I suppose I'm feeling nostalgic for a number of reasons.  Namely, last weekend I spent some time with my family at my brother-in-law's family's farm house in Harrisonburg, VA.  This is the third year that we have all met together for a weekend in November.  We were struck by the thought that the first year we were there, my dad was still working at BBC and praying about the possibility of getting back into a local church as a pastor.  That same year, I was still living in the Charlotte area and once a week would take care of my nephews, Chail and Rocky.  It's crazy how much they've both grown in 2 years' time.  Another reason, I would guess is the fact that I'm approaching my 28th birthday.  It seems the older I get the more I realize how little I truly know.  I don't mean for that to sound sad, depressing or that I'm looking for sympathy, so much as I am coming to a better understanding of the fact that anything and everything I have in this life is a blessing from God.

The simple truth is that the only thing I (we, really) deserve in this life, is the one thing that God has spared me from - an eternity separated from Him.  It's one of those things that just doesn't make any sense.  It can be explained and read over and over that God saves us because of His love for us, and I get that, but at times it can just be so difficult to get why He would even love us, especially enough to have His Son take on the death that we deserved.  The best I can make of it is that God has a specific purpose for my life, to honor and glorify Him and share His love and what He's done with others who don't know Him.

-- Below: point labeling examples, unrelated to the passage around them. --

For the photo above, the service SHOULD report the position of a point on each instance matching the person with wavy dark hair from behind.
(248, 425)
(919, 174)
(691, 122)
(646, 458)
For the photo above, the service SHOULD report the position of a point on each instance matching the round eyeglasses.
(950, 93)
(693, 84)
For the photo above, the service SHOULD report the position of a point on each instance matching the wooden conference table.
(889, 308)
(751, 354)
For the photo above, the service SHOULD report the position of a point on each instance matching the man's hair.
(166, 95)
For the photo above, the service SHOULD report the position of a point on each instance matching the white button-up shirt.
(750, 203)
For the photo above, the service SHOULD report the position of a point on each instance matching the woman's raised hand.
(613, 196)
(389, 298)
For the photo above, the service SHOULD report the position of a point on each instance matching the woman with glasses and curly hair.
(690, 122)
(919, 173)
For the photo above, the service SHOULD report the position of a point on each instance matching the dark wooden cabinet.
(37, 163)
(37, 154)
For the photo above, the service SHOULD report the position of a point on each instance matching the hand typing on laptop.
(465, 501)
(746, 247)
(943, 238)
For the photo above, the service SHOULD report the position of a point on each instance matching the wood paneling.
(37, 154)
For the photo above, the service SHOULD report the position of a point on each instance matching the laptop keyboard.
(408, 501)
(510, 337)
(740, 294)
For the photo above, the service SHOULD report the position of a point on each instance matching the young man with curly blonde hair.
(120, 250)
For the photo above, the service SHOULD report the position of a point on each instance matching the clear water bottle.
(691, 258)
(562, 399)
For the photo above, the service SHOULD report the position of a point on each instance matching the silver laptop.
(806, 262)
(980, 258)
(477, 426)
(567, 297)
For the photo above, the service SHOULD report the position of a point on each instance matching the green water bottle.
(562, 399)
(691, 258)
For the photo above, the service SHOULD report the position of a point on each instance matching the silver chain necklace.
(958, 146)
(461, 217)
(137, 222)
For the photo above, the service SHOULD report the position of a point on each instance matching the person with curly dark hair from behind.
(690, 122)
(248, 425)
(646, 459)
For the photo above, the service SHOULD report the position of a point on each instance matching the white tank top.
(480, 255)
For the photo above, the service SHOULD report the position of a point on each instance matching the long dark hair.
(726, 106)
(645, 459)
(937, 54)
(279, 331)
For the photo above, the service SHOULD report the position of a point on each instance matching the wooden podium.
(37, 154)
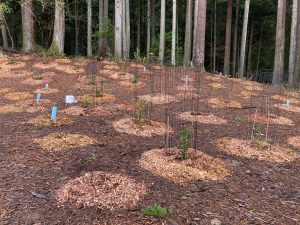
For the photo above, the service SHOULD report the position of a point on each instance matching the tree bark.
(3, 30)
(103, 20)
(76, 27)
(235, 40)
(279, 46)
(148, 28)
(199, 52)
(118, 29)
(57, 46)
(162, 31)
(249, 68)
(89, 28)
(174, 19)
(293, 46)
(153, 16)
(188, 34)
(244, 39)
(228, 38)
(27, 25)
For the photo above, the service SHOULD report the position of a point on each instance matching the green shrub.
(155, 210)
(184, 142)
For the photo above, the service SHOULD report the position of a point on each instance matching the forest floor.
(96, 165)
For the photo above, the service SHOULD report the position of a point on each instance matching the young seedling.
(37, 76)
(184, 142)
(141, 111)
(156, 211)
(87, 103)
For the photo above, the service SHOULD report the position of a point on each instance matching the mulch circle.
(295, 142)
(159, 99)
(224, 103)
(271, 119)
(93, 111)
(256, 150)
(122, 76)
(198, 166)
(147, 129)
(102, 190)
(62, 141)
(45, 120)
(201, 118)
(18, 96)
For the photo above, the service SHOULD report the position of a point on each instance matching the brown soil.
(101, 190)
(257, 190)
(198, 165)
(63, 141)
(147, 129)
(256, 150)
(271, 119)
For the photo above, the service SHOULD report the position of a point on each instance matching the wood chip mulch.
(295, 142)
(93, 111)
(62, 141)
(284, 98)
(45, 120)
(18, 96)
(201, 118)
(122, 76)
(199, 166)
(224, 103)
(159, 99)
(148, 129)
(271, 119)
(284, 107)
(102, 190)
(248, 149)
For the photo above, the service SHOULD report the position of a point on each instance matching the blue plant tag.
(54, 113)
(288, 104)
(38, 98)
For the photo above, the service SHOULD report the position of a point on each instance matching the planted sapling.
(184, 142)
(141, 111)
(156, 210)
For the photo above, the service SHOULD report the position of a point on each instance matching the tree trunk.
(162, 31)
(153, 16)
(89, 28)
(3, 30)
(249, 68)
(148, 28)
(138, 25)
(188, 34)
(118, 29)
(293, 46)
(228, 38)
(215, 35)
(173, 55)
(127, 29)
(195, 23)
(103, 20)
(57, 46)
(76, 27)
(296, 77)
(27, 25)
(279, 47)
(244, 39)
(235, 42)
(199, 52)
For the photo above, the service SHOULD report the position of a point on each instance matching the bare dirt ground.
(95, 175)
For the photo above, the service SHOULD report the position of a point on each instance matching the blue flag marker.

That is the reason that I've always wanted to be in a band.  To make music with the express purpose of reaching out to those who don't know Him and may have never heard the Gospel, while also encouraging those who do.  It is beyond humbling to me that God would allow me to be involved in Attalus.  I don't believe I can adequately describe how unworthy I often feel to have this opportunity.  To go one step even further, we are currently recording a "hymns/modern hymns/worship" album, the proceeds of which will go toward building Christian schools in Africa with the purpose of giving orphans a place to live, learn, and God-willing, come to know Christ.  That God would choose any of us to be able to help in such a way is hard for me to truly comprehend, but I am so thankful to be a part of it!

In closing, I just began studying the book of Philippians this week and was struck by chapter 1, verses 9-11 (I found it incredibly encouraging and challenging and decided to text it to a few of my friends and so I hope it will do the same for you):


And it is my prayer that your love may abound more and more, with knowledge and all discernment, so that you may approve what is excellent, and so be pure and blameless for the day of Christ, filled with the fruit of righteousness that comes through Jesus Christ, to the glory and praise of God.